This Part III of ‘THE METAVERSE PRIMER’, which focuses on the role of Networking in ‘The Metaverse’. Here, Networking is defined as “the provisioning of persistent, real-time connections, high bandwidth, and decentralized data transmission by backbone providers, the networks, exchange centers, and services that route amongst them, as well as those managing ‘last mile’ data to consumers.”
The three core areas of networking — bandwidth, latency, and reliability — are likely to be least interesting Metaverse-enablers to most readers. However, their constraints and growth shape how we design Metaverse products and services, when we can use them, and what we can (and may never be able to) do.
Bandwidth
Bandwidth is commonly thought of as ‘speed’, but it’s actually how much data can be transmitted over a unit of time. The requirements for the Metaverse are much higher than most internet applications and games, and beyond many modern connections. The best way to understand this is via Microsoft Flight Simulator.

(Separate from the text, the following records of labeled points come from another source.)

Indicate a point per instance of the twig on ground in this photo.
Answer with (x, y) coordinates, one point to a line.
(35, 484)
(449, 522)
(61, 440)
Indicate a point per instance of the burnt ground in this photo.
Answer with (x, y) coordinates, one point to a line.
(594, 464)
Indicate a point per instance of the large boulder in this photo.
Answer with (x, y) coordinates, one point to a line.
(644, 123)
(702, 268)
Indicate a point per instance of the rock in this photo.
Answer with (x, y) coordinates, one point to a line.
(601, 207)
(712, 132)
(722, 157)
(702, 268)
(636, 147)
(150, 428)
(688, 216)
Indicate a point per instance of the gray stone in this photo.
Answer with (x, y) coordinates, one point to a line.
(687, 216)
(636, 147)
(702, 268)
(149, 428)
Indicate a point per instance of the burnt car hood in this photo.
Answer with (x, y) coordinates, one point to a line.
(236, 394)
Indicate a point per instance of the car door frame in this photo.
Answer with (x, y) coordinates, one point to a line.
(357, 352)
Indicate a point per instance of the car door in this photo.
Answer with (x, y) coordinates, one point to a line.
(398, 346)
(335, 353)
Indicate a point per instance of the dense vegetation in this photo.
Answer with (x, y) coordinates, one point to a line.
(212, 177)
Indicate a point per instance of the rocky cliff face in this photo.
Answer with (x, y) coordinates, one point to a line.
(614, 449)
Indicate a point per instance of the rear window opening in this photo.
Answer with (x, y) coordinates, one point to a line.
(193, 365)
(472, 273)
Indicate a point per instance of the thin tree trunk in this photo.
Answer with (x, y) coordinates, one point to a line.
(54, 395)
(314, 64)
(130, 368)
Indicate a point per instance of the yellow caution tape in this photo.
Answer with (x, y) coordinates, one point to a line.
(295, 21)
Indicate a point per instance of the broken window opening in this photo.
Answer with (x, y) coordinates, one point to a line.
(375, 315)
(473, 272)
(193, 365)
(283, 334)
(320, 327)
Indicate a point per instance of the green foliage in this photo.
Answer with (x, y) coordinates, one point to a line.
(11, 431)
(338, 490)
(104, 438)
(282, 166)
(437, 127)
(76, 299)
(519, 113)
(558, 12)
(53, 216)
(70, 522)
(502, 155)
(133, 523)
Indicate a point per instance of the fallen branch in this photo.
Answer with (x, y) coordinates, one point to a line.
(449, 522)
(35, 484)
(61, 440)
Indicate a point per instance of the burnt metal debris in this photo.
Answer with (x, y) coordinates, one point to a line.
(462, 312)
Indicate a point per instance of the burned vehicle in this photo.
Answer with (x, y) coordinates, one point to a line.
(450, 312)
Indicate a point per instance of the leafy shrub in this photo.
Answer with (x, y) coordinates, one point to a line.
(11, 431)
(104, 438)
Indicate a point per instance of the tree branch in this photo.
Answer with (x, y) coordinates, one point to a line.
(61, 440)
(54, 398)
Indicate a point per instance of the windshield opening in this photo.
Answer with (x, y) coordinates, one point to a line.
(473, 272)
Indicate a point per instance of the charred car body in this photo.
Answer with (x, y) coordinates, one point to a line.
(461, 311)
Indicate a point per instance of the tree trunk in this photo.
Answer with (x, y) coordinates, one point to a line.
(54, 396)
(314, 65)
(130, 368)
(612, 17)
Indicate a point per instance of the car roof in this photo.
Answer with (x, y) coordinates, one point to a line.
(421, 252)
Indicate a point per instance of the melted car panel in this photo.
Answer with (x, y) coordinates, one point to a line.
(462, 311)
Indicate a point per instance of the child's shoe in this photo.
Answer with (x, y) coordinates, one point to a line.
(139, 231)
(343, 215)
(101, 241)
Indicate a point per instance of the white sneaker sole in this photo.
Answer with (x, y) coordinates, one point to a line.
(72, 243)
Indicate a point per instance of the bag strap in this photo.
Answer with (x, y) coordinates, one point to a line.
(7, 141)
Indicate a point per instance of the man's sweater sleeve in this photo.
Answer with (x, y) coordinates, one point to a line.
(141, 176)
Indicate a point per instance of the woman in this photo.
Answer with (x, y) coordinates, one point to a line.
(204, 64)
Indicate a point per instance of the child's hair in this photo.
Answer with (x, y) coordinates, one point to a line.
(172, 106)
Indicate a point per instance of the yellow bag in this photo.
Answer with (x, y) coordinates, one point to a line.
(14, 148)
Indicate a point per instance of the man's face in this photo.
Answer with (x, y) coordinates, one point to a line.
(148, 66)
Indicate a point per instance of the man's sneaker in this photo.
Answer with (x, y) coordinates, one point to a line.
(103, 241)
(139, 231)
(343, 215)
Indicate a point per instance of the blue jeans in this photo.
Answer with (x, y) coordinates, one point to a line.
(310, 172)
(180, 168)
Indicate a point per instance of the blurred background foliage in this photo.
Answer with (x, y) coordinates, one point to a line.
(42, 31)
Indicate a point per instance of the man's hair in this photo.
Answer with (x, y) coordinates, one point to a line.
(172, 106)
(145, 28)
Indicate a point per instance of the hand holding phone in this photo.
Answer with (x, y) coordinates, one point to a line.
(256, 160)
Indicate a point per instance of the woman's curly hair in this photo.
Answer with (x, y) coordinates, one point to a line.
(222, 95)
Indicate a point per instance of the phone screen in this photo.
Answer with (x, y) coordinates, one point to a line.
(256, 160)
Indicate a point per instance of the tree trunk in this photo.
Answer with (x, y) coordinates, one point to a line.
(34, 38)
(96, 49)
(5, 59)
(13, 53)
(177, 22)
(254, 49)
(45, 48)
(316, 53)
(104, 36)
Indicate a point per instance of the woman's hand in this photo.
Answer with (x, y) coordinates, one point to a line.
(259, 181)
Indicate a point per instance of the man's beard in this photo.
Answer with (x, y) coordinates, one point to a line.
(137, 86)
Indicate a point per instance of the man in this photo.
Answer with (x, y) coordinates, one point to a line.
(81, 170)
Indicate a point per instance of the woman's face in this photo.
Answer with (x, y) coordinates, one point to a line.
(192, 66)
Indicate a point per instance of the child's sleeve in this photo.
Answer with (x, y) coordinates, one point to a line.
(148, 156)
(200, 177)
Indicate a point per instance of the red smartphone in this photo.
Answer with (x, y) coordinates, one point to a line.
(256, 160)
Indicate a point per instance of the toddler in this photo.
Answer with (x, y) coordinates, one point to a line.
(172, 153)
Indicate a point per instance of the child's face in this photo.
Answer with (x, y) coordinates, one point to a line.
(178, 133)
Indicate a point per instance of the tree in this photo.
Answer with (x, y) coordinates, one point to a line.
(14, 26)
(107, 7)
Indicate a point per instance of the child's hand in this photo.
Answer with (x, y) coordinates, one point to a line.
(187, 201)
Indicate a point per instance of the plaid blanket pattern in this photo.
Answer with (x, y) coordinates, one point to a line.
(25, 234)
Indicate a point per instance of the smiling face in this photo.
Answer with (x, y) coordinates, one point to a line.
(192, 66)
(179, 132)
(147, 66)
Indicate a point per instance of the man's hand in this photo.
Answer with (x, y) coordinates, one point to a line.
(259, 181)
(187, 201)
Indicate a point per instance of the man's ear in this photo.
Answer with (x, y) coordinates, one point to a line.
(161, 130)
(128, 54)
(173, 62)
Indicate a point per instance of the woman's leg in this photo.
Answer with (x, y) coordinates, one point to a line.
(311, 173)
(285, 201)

Microsoft Flight Simulator is the most realistic and expansive consumer simulation in history. It includes 2 trillion individually rendered trees, 1.5 billion buildings and nearly every road, mountain, city and airport globally… all of which look like the ‘real thing’, because they’re based on high-quality scans of the real thing. But to pull this off, Microsoft Flight Simulator requires over 2.5 petabytes of data — or 2,500,000 gigabytes. There is no way for a consumer device (or most enterprise devices) to store this amount of data.
And even if they could, Microsoft Flight Simulator is a live service that updates to reflect real-world weather (including accurate wind speed and direction, temperature, humidity, raid, and lighting) and air traffic. You can literally fly into real-world hurricanes and storms, while trailing IRL commercial airliners on their exact flight path.
Above & around Hurricane LauraMicrosoft Flight Simulator (Live Weather) pic.twitter.com/T7v8aJ0jhG— Petri Levälahti (@Berduu) August 27, 2020
Microsoft Flight Simulator works by storing a core amount of data on your local device (which also runs the game, like any console game and unlike cloud-based game-streaming services like Stadia). But when users are online, Microsoft then streams immense volumes of data to the local player’s device on an as-needed basis. Think of it like a real world pilot might. When they come over a mountain or around a bend, new light information streams into their retinas, revealing and then clarifying what’s there for the first time. Before then, they have nothing but the knowledge something will be there.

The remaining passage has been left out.